Ao invés de uma luta por espaço, os personagens se veem diante de um lugar que lhe abre as portas, o que traz naturalmente uma pergunta: bem, e agora? Acompanhando tanto os avanços de Ema na sala de aula quanto os esforços de Antonio e Julia em se integrar na cidadezinha, “Una Escuela em Cerro Hueso” se firma como uma história de pequenos passos e dores de crescimento.
Dividir a trama entre Ema e os pais dá a oportunidade da história se construir com paralelos mais ricos. As tentativas de Antonio de introduzir uma horta coletiva na comunidade e as investigações biológicas de Julia ecoam, respectivamente, a busca por integração e a gana de sobrevivência de sua filha.

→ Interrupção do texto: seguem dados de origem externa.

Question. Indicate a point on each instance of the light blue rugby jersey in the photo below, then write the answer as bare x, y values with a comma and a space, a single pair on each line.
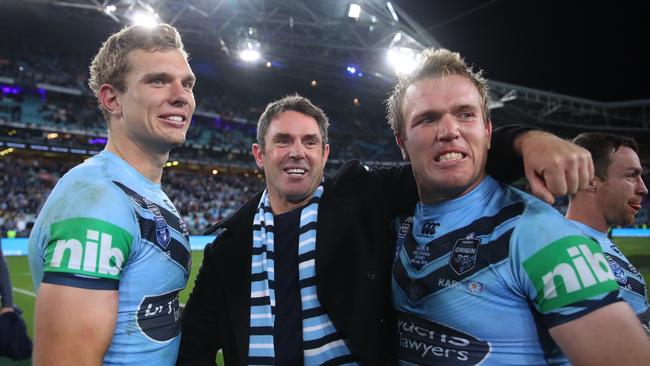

O tom leve da narrativa é traduzida em uma fotografia com muita luz (cortesia de Fund) e uma edição fluida, cheia de elipses (assinada por Cappato e Fund juntamente com Mariano Luque). As cenas acontecem aos poucos, com muitos silêncios e pequenos interstícios, muitas vezes acompanhadas de uma doce música ambiente, o que dá amplo espaço para a ação se desenrolar calmamente.
O que poderia ser auto indulgente em outras mãos funciona aqui, largamente por Cappato e Fund terem completo domínio de seu material. Apesar de sua proximidade com a história, que é uma ficcionalização do desenvolvimento de seu irmão, Cappato não apela para um tom condescendente ou panfletário, acreditando na capacidade do espectador se envolver na trama em toda a sua complexidade. Em sua sensibilidade, “Una Escuela em Cerro Hueso” é um filme tão precioso quanto a sua protagonista.